Every year, UCFs College of Arts and Humanities recognizes a graduate student for outstanding work on their thesis. The award focuses on the quality and contribution of the student’s thesis research and brings with it a nomination for the university-level Award for the Outstanding Master’s Thesis. This year’s recipient of the Award for Outstanding Master’s Thesis is Matt Patsis ’14 ’20MA, whose thesis is entitled “The Troupes Coloniales: A Comparative Analysis of African American and French Colonial Soldiers in the First World War.”
Patsis’ thesis examines the service of African American soldiers during World War I in comparison with the service of French Colonial soldiers from Africa.

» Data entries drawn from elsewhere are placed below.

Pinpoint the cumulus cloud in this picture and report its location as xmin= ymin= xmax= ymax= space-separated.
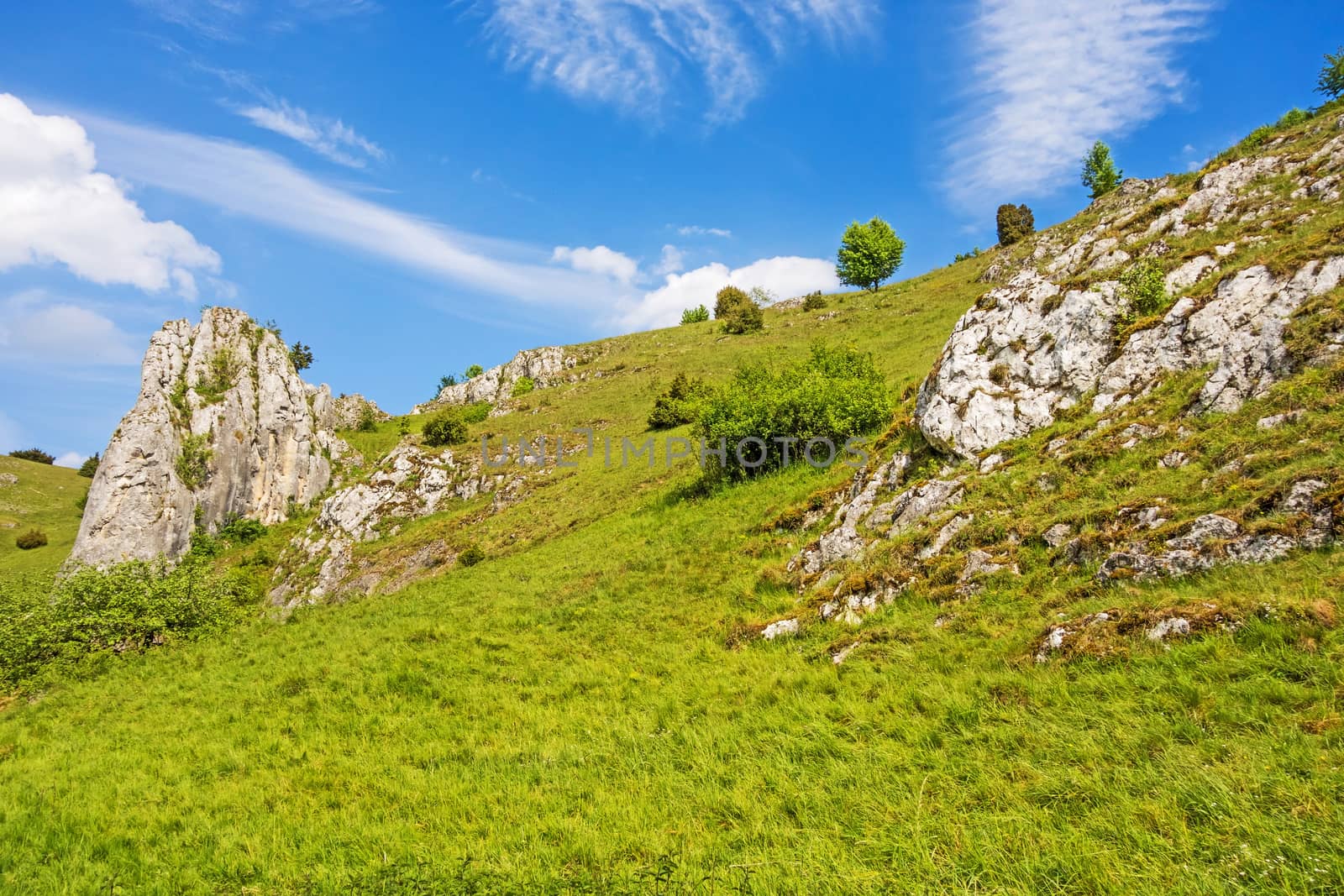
xmin=551 ymin=246 xmax=640 ymax=284
xmin=948 ymin=0 xmax=1219 ymax=212
xmin=0 ymin=291 xmax=139 ymax=367
xmin=486 ymin=0 xmax=878 ymax=123
xmin=676 ymin=224 xmax=732 ymax=239
xmin=234 ymin=96 xmax=387 ymax=168
xmin=0 ymin=94 xmax=219 ymax=298
xmin=654 ymin=244 xmax=685 ymax=277
xmin=616 ymin=257 xmax=840 ymax=331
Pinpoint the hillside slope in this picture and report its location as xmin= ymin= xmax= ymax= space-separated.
xmin=8 ymin=105 xmax=1344 ymax=893
xmin=0 ymin=457 xmax=89 ymax=580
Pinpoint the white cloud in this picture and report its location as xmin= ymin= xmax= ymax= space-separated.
xmin=616 ymin=257 xmax=840 ymax=331
xmin=134 ymin=0 xmax=381 ymax=40
xmin=948 ymin=0 xmax=1219 ymax=212
xmin=551 ymin=246 xmax=640 ymax=284
xmin=486 ymin=0 xmax=878 ymax=123
xmin=0 ymin=94 xmax=220 ymax=298
xmin=676 ymin=224 xmax=732 ymax=239
xmin=654 ymin=244 xmax=685 ymax=277
xmin=0 ymin=291 xmax=139 ymax=367
xmin=234 ymin=96 xmax=387 ymax=168
xmin=72 ymin=109 xmax=625 ymax=307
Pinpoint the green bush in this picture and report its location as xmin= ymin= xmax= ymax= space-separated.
xmin=1120 ymin=258 xmax=1167 ymax=316
xmin=681 ymin=305 xmax=710 ymax=324
xmin=995 ymin=203 xmax=1037 ymax=245
xmin=836 ymin=217 xmax=906 ymax=293
xmin=1315 ymin=47 xmax=1344 ymax=99
xmin=695 ymin=345 xmax=891 ymax=478
xmin=462 ymin=401 xmax=492 ymax=423
xmin=0 ymin=562 xmax=260 ymax=689
xmin=421 ymin=408 xmax=466 ymax=448
xmin=13 ymin=529 xmax=47 ymax=551
xmin=9 ymin=448 xmax=56 ymax=464
xmin=79 ymin=454 xmax=98 ymax=479
xmin=649 ymin=374 xmax=708 ymax=430
xmin=714 ymin=286 xmax=764 ymax=334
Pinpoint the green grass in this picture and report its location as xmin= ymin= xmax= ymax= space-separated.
xmin=0 ymin=457 xmax=90 ymax=579
xmin=0 ymin=117 xmax=1344 ymax=894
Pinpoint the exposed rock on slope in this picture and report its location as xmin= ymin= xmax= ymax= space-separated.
xmin=412 ymin=347 xmax=578 ymax=414
xmin=916 ymin=129 xmax=1344 ymax=457
xmin=71 ymin=307 xmax=347 ymax=565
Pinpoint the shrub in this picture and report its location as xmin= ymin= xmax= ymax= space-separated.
xmin=175 ymin=432 xmax=215 ymax=490
xmin=722 ymin=300 xmax=764 ymax=336
xmin=836 ymin=217 xmax=906 ymax=293
xmin=13 ymin=529 xmax=47 ymax=551
xmin=0 ymin=560 xmax=260 ymax=688
xmin=1082 ymin=139 xmax=1125 ymax=200
xmin=1315 ymin=47 xmax=1344 ymax=99
xmin=681 ymin=305 xmax=710 ymax=324
xmin=695 ymin=345 xmax=891 ymax=478
xmin=714 ymin=286 xmax=751 ymax=321
xmin=1120 ymin=258 xmax=1167 ymax=314
xmin=354 ymin=405 xmax=378 ymax=432
xmin=421 ymin=408 xmax=466 ymax=448
xmin=289 ymin=343 xmax=313 ymax=371
xmin=649 ymin=374 xmax=708 ymax=430
xmin=9 ymin=448 xmax=56 ymax=464
xmin=462 ymin=401 xmax=492 ymax=423
xmin=996 ymin=203 xmax=1037 ymax=246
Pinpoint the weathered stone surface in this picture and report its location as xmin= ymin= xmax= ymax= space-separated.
xmin=412 ymin=345 xmax=578 ymax=414
xmin=916 ymin=143 xmax=1344 ymax=458
xmin=270 ymin=445 xmax=520 ymax=607
xmin=71 ymin=307 xmax=347 ymax=565
xmin=324 ymin=392 xmax=391 ymax=430
xmin=916 ymin=258 xmax=1344 ymax=457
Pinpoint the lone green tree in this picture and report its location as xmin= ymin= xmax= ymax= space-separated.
xmin=996 ymin=203 xmax=1037 ymax=246
xmin=836 ymin=217 xmax=906 ymax=293
xmin=1315 ymin=47 xmax=1344 ymax=99
xmin=1084 ymin=139 xmax=1125 ymax=199
xmin=289 ymin=343 xmax=313 ymax=371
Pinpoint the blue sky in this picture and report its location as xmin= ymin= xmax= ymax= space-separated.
xmin=0 ymin=0 xmax=1344 ymax=459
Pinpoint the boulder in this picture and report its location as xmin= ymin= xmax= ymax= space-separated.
xmin=70 ymin=307 xmax=348 ymax=565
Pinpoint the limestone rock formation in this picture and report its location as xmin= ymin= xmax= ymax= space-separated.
xmin=916 ymin=129 xmax=1344 ymax=457
xmin=71 ymin=307 xmax=347 ymax=565
xmin=412 ymin=345 xmax=578 ymax=414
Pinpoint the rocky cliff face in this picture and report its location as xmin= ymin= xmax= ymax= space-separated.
xmin=412 ymin=345 xmax=578 ymax=414
xmin=916 ymin=125 xmax=1344 ymax=457
xmin=71 ymin=307 xmax=347 ymax=565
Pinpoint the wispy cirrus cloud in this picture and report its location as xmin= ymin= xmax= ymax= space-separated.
xmin=134 ymin=0 xmax=381 ymax=40
xmin=946 ymin=0 xmax=1221 ymax=211
xmin=230 ymin=94 xmax=387 ymax=168
xmin=486 ymin=0 xmax=878 ymax=125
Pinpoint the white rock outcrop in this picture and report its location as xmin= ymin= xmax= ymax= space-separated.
xmin=916 ymin=136 xmax=1344 ymax=458
xmin=71 ymin=307 xmax=347 ymax=565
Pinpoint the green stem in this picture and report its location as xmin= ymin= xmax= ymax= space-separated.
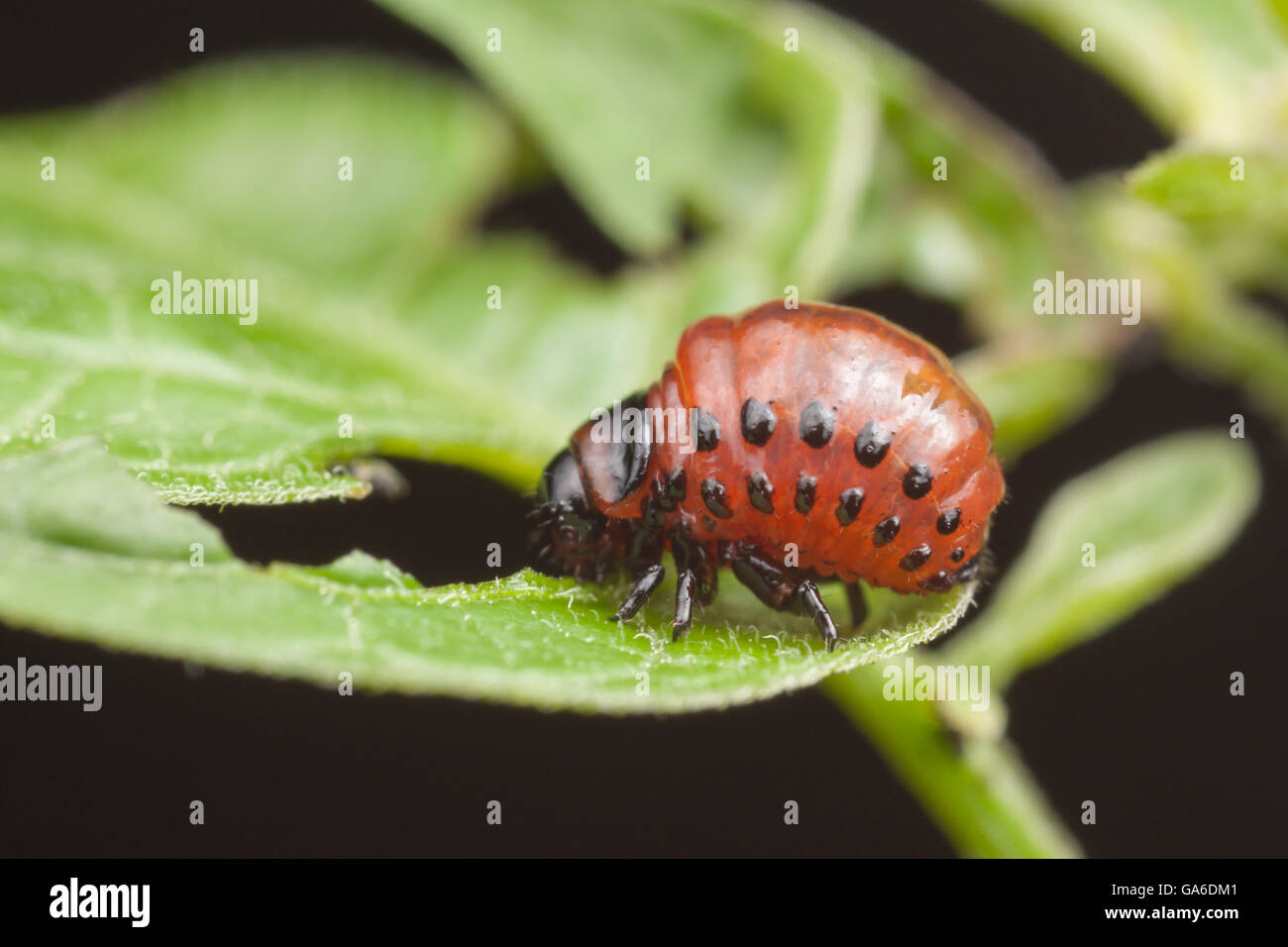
xmin=823 ymin=665 xmax=1082 ymax=858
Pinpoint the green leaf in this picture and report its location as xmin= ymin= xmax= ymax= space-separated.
xmin=0 ymin=58 xmax=674 ymax=504
xmin=956 ymin=343 xmax=1112 ymax=462
xmin=944 ymin=433 xmax=1259 ymax=686
xmin=382 ymin=0 xmax=876 ymax=287
xmin=992 ymin=0 xmax=1288 ymax=143
xmin=0 ymin=445 xmax=973 ymax=714
xmin=845 ymin=57 xmax=1095 ymax=338
xmin=1127 ymin=151 xmax=1288 ymax=233
xmin=824 ymin=656 xmax=1081 ymax=858
xmin=1083 ymin=187 xmax=1288 ymax=436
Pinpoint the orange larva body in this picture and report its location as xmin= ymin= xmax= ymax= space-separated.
xmin=533 ymin=301 xmax=1005 ymax=649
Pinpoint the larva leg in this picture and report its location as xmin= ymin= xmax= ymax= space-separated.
xmin=671 ymin=570 xmax=697 ymax=642
xmin=796 ymin=579 xmax=837 ymax=651
xmin=730 ymin=556 xmax=837 ymax=651
xmin=613 ymin=566 xmax=666 ymax=621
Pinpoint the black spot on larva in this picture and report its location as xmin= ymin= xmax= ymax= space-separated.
xmin=666 ymin=467 xmax=690 ymax=502
xmin=702 ymin=476 xmax=733 ymax=519
xmin=742 ymin=398 xmax=778 ymax=447
xmin=802 ymin=401 xmax=836 ymax=447
xmin=854 ymin=421 xmax=890 ymax=467
xmin=640 ymin=496 xmax=666 ymax=530
xmin=899 ymin=543 xmax=930 ymax=573
xmin=693 ymin=407 xmax=720 ymax=451
xmin=872 ymin=517 xmax=899 ymax=549
xmin=954 ymin=556 xmax=983 ymax=582
xmin=652 ymin=467 xmax=690 ymax=513
xmin=921 ymin=571 xmax=953 ymax=591
xmin=747 ymin=471 xmax=774 ymax=513
xmin=796 ymin=473 xmax=818 ymax=513
xmin=836 ymin=487 xmax=863 ymax=526
xmin=903 ymin=464 xmax=935 ymax=500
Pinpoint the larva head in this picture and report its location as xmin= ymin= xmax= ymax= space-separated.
xmin=528 ymin=449 xmax=606 ymax=579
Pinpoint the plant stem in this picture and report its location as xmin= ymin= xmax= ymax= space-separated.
xmin=823 ymin=665 xmax=1082 ymax=858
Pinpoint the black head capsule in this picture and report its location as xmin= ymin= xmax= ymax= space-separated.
xmin=854 ymin=421 xmax=892 ymax=468
xmin=742 ymin=398 xmax=778 ymax=447
xmin=800 ymin=401 xmax=836 ymax=447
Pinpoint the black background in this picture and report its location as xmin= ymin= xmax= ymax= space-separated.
xmin=0 ymin=0 xmax=1288 ymax=857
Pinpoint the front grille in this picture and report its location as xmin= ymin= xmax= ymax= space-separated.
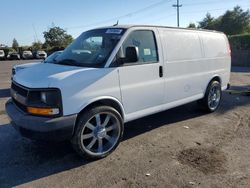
xmin=11 ymin=82 xmax=28 ymax=97
xmin=12 ymin=98 xmax=27 ymax=112
xmin=11 ymin=82 xmax=28 ymax=112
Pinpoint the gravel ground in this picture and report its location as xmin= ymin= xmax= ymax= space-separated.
xmin=0 ymin=61 xmax=250 ymax=188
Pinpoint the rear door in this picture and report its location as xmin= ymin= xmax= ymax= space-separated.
xmin=116 ymin=29 xmax=164 ymax=119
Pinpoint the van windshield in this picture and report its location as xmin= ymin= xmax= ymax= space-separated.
xmin=50 ymin=28 xmax=125 ymax=67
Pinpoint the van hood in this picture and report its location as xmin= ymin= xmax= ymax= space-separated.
xmin=13 ymin=63 xmax=95 ymax=88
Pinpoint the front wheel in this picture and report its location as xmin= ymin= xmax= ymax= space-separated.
xmin=71 ymin=106 xmax=124 ymax=159
xmin=199 ymin=81 xmax=222 ymax=112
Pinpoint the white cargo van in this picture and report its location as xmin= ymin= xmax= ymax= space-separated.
xmin=6 ymin=26 xmax=231 ymax=158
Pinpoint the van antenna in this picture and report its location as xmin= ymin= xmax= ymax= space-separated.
xmin=113 ymin=20 xmax=119 ymax=26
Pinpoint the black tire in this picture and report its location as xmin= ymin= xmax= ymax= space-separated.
xmin=71 ymin=106 xmax=124 ymax=159
xmin=198 ymin=80 xmax=222 ymax=112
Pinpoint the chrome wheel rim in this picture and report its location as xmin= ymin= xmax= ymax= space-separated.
xmin=81 ymin=112 xmax=121 ymax=156
xmin=208 ymin=86 xmax=221 ymax=110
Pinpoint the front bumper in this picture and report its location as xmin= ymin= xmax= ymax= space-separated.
xmin=5 ymin=99 xmax=77 ymax=141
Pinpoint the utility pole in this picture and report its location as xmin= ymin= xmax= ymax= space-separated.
xmin=173 ymin=0 xmax=182 ymax=27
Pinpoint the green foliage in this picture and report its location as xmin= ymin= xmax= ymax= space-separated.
xmin=12 ymin=38 xmax=19 ymax=51
xmin=43 ymin=26 xmax=73 ymax=49
xmin=219 ymin=6 xmax=250 ymax=35
xmin=198 ymin=6 xmax=250 ymax=35
xmin=228 ymin=33 xmax=250 ymax=50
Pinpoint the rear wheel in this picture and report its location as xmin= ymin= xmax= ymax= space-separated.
xmin=71 ymin=106 xmax=123 ymax=158
xmin=199 ymin=80 xmax=221 ymax=112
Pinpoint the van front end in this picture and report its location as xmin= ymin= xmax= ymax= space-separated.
xmin=5 ymin=82 xmax=76 ymax=141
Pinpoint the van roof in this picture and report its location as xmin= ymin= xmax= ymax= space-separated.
xmin=95 ymin=25 xmax=223 ymax=33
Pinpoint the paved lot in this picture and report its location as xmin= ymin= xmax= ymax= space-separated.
xmin=0 ymin=61 xmax=250 ymax=188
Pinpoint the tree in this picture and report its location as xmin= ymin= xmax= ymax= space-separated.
xmin=12 ymin=38 xmax=19 ymax=51
xmin=31 ymin=41 xmax=43 ymax=50
xmin=198 ymin=13 xmax=216 ymax=30
xmin=218 ymin=6 xmax=250 ymax=35
xmin=188 ymin=23 xmax=196 ymax=28
xmin=43 ymin=26 xmax=73 ymax=48
xmin=198 ymin=6 xmax=250 ymax=35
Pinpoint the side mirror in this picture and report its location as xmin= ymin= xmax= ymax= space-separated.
xmin=125 ymin=46 xmax=139 ymax=63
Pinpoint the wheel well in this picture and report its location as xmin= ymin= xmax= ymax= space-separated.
xmin=76 ymin=99 xmax=124 ymax=125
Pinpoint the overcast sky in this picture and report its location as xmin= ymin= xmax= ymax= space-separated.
xmin=0 ymin=0 xmax=250 ymax=46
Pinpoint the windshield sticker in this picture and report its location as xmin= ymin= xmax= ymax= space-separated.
xmin=106 ymin=29 xmax=122 ymax=35
xmin=144 ymin=48 xmax=151 ymax=55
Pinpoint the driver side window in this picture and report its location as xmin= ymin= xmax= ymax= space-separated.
xmin=122 ymin=30 xmax=158 ymax=64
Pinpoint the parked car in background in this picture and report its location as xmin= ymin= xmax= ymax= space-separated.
xmin=22 ymin=50 xmax=33 ymax=59
xmin=11 ymin=62 xmax=40 ymax=77
xmin=0 ymin=50 xmax=5 ymax=60
xmin=34 ymin=50 xmax=47 ymax=59
xmin=7 ymin=52 xmax=21 ymax=60
xmin=44 ymin=51 xmax=63 ymax=63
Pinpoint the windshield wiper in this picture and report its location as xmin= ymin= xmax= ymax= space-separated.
xmin=55 ymin=59 xmax=82 ymax=66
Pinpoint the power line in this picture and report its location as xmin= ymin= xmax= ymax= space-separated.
xmin=67 ymin=0 xmax=172 ymax=29
xmin=173 ymin=0 xmax=182 ymax=27
xmin=184 ymin=0 xmax=243 ymax=7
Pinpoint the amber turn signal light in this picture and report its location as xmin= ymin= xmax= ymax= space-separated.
xmin=27 ymin=107 xmax=59 ymax=116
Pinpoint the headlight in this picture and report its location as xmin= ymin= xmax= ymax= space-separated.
xmin=27 ymin=89 xmax=62 ymax=116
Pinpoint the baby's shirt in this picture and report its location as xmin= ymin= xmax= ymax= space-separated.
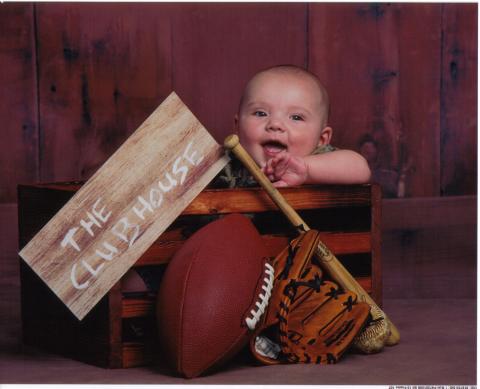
xmin=208 ymin=145 xmax=338 ymax=189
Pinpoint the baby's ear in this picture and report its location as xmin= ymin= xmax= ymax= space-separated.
xmin=318 ymin=127 xmax=333 ymax=146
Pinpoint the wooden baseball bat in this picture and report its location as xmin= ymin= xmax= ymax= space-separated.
xmin=224 ymin=135 xmax=400 ymax=346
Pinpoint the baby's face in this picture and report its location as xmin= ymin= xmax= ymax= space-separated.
xmin=237 ymin=72 xmax=326 ymax=166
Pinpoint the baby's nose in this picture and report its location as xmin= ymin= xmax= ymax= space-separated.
xmin=267 ymin=117 xmax=285 ymax=132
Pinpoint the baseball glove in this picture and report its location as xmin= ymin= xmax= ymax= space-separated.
xmin=250 ymin=230 xmax=370 ymax=364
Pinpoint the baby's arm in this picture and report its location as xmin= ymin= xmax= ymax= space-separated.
xmin=263 ymin=150 xmax=371 ymax=187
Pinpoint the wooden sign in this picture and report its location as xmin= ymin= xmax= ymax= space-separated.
xmin=20 ymin=93 xmax=228 ymax=320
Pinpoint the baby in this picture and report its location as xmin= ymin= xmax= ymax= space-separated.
xmin=123 ymin=65 xmax=370 ymax=291
xmin=235 ymin=65 xmax=370 ymax=187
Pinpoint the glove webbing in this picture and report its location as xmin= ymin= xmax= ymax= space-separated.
xmin=278 ymin=235 xmax=362 ymax=364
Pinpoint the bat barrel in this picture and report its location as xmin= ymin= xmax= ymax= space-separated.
xmin=224 ymin=134 xmax=400 ymax=346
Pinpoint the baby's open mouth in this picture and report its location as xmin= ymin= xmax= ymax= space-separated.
xmin=262 ymin=140 xmax=287 ymax=157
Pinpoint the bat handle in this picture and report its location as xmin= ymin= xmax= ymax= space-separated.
xmin=224 ymin=134 xmax=310 ymax=231
xmin=224 ymin=134 xmax=400 ymax=346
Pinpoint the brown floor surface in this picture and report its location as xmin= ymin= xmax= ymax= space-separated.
xmin=0 ymin=202 xmax=477 ymax=385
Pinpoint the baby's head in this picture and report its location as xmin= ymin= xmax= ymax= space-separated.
xmin=235 ymin=65 xmax=332 ymax=166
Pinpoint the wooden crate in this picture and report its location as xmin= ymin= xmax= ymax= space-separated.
xmin=18 ymin=183 xmax=382 ymax=368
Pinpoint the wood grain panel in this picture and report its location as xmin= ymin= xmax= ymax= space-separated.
xmin=173 ymin=3 xmax=306 ymax=143
xmin=0 ymin=4 xmax=38 ymax=203
xmin=397 ymin=4 xmax=442 ymax=197
xmin=440 ymin=4 xmax=478 ymax=195
xmin=309 ymin=3 xmax=401 ymax=196
xmin=309 ymin=4 xmax=441 ymax=197
xmin=37 ymin=3 xmax=171 ymax=181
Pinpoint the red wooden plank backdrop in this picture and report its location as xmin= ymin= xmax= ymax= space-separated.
xmin=0 ymin=4 xmax=39 ymax=202
xmin=0 ymin=3 xmax=477 ymax=202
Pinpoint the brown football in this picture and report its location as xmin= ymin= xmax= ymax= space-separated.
xmin=157 ymin=214 xmax=274 ymax=377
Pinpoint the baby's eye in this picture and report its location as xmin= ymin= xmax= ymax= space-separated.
xmin=290 ymin=115 xmax=304 ymax=121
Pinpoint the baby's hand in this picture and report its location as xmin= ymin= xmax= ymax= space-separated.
xmin=262 ymin=151 xmax=308 ymax=187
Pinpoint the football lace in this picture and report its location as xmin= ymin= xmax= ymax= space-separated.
xmin=245 ymin=262 xmax=275 ymax=331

Through comparative analysis, this research reveals the relationship between white supremacy and imperialism and provides context to the present-day racial tension in the United States.
“My hope is that it helps contextualize some of the dynamics of racial tension in this country,” Patsis says, “To frame it in a way that other parts of the world have framed it in the past — it’s all part of a bigger, broader experience in what white supremacy really is.”
Patsis’ work left a strong impression on his thesis committee chair Ezekiel Walker, Associate Professor of History: “Matthew’s thesis transcends the conventional scholarship both in its conceptual framework and novel interpretation,” says Walker. “Indeed, it is a tour de force of critical engagement with the relevant secondary and primary sources and the deployment of discursive analysis to highlight the United States’ role as an ‘imperialist power.’”
For Patsis, the most challenging aspect of his research involved connecting the different experiences of African American and French Colonial soldiers. “The hardest part for me was to zoom out and say okay, these experiences were very different…but how are the differences similar?” he explains. “Even if the conditions themselves are separate, the meaning tells a story too.”
Patsis hopes that his thesis will help unravel the way historical issues are the driving forces behind racial tension. As a social studies teacher for Armwood High School in Hillsborough County, this notion informs his teaching methodology: “I like to tell my kids that nothing we experience is an accident,” he says. “It’s the complicated parts that require contextualizing to survive today that I really enjoy teaching.”